Personal information
- Full name: Eric Arthur Guy
- Born: 18 August 1932
- Died: 3 May 1991 (aged 58) Tynong, Victoria
- Original team: Carrum (MPFL)
- Height: 183 cm (6 ft 0 in)
- Weight: 91 kg (201 lb)

Playing career^{1}
- Years: Club / Games (Goals)
- 1957–1962: St Kilda / 93 (0)

Coaching career
- Years: Club / Games (W–L–D)
- 1972, 1974: St Kilda / 6 (3–3–0)
- ^{1} Playing statistics correct to the end of 1962.

= Eric Guy =

Australian rules footballer

Eric Arthur Guy (18 August 1932 – 3 May 1991) was an Australian rules footballer who played with St Kilda in the VFL.

==Family==
The youngest of the nine children of Willie Guy (1886-1946), and Ruby May Guy (1889-1960), née Sawyer, Eric Arthur Guy was born on 18 August 1932.
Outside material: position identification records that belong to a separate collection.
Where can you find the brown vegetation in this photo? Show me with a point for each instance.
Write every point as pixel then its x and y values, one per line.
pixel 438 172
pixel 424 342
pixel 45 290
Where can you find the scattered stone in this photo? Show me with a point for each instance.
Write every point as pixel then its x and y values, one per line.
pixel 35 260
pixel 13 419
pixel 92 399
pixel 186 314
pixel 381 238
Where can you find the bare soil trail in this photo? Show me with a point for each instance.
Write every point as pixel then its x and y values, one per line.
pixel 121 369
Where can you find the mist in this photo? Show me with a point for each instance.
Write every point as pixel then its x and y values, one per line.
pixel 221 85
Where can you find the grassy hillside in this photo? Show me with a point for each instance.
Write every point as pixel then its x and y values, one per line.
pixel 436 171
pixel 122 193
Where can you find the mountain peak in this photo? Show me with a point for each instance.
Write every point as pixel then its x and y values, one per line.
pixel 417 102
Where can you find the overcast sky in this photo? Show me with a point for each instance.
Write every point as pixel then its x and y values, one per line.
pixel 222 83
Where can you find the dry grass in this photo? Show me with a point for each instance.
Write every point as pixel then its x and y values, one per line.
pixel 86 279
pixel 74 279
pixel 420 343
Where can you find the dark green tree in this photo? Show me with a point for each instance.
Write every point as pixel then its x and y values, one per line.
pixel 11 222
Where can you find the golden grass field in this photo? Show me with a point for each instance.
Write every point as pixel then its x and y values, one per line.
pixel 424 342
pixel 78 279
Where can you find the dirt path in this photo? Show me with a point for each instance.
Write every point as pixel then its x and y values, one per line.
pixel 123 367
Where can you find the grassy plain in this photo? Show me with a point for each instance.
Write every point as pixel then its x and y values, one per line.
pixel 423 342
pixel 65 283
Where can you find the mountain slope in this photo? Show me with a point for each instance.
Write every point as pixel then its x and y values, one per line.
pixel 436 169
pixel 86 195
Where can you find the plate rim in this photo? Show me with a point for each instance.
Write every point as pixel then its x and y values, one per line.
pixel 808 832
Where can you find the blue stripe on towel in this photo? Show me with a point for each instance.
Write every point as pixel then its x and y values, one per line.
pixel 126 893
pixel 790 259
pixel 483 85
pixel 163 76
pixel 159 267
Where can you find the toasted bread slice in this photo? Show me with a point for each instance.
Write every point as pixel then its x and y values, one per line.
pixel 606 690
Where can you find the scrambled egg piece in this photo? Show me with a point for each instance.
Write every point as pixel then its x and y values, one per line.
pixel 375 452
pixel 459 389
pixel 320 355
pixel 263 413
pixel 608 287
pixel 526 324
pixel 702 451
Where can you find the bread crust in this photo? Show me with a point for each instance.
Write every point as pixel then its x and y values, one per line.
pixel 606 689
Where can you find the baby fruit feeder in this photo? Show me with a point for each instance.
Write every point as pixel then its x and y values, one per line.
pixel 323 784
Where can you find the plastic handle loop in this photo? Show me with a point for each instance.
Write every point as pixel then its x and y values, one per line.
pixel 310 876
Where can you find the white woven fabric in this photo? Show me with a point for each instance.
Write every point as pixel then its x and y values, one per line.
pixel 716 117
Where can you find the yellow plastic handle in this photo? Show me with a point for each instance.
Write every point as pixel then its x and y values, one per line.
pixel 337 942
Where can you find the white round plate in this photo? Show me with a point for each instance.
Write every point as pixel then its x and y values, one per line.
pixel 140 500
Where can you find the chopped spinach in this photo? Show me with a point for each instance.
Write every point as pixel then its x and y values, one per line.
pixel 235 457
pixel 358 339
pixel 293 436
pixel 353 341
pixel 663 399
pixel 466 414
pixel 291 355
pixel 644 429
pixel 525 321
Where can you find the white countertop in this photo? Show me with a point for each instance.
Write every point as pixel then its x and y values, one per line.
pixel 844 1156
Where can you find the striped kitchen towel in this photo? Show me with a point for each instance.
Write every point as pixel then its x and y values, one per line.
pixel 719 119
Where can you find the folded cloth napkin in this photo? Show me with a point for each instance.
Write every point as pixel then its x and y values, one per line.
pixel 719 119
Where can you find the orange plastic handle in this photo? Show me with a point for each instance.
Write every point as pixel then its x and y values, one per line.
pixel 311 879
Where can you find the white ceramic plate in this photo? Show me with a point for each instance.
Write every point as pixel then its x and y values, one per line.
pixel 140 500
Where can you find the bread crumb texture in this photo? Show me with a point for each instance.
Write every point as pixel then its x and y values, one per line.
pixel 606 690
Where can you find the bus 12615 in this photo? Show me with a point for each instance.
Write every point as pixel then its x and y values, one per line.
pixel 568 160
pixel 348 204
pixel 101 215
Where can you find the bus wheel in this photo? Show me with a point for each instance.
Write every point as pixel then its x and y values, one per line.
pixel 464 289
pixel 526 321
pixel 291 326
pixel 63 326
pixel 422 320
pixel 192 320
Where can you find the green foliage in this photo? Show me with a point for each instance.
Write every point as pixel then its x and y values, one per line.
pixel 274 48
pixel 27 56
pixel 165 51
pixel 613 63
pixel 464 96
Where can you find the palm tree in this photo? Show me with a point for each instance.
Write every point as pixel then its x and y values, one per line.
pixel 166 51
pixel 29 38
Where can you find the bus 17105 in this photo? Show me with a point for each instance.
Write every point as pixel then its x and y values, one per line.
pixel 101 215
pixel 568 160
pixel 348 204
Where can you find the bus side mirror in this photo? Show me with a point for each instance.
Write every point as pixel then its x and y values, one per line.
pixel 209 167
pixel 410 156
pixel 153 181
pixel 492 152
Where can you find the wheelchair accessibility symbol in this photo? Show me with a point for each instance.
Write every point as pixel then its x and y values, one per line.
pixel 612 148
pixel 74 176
His older brother, Wally Guy, played VFL football for the North Melbourne Football Club, and his nephew, Gary Guy played VFL football for the North Melbourne Football Club.

==Football==
===Dromana (MPFL)===
As a teenager, Guy played 26 games for the Dromana Football Club in the Mornington Peninsula Football League.

===Carrum (MPFL)===
He transferred to the Carrum Football Club, also in the MPFL.

===Oakleigh (VFA)===
He started his top level senior career at the Oakleigh Football Club in the Victorian Football Association in 1952. In a controversial start to his career at Oakleigh, both Guy and his Carrum teammate Bill Botten played the opening match of the 1952 season before their transfer paperwork had been formally lodged, which resulted in the match, which Oakleigh had won by ten goals, being forfeited to Brunswick.

Guy played 91 senior games for the club over five years.

===St Kilda (VFL)===
Guy did enough to catch the eye of St Kilda and they recruited him for the 1957 season. A tough and fearless half back flanker, he served as vice-captain at St Kilda for three of his six seasons, as well as representing Victoria in interstate football.

===Longwarry (EDFL)===
He led Longwarry to a premiership in 1968 in the Ellinbank & District Football League (they beat Nar Nar Goon). The side include a young schoolboy named Peter Knights who would become a champion.

===St Kilda (VFL)===
After retiring as a player Guy returned to St Kilda as an assistant to coach Allan Jeans. He stepped in to coach when Jeans was away on state duties in 1972 and later when Jeans was ill in 1974. Guy coached St. Kilda in six games for three wins.

==Death==
He died in Tynong, Victoria on 3 May 1991.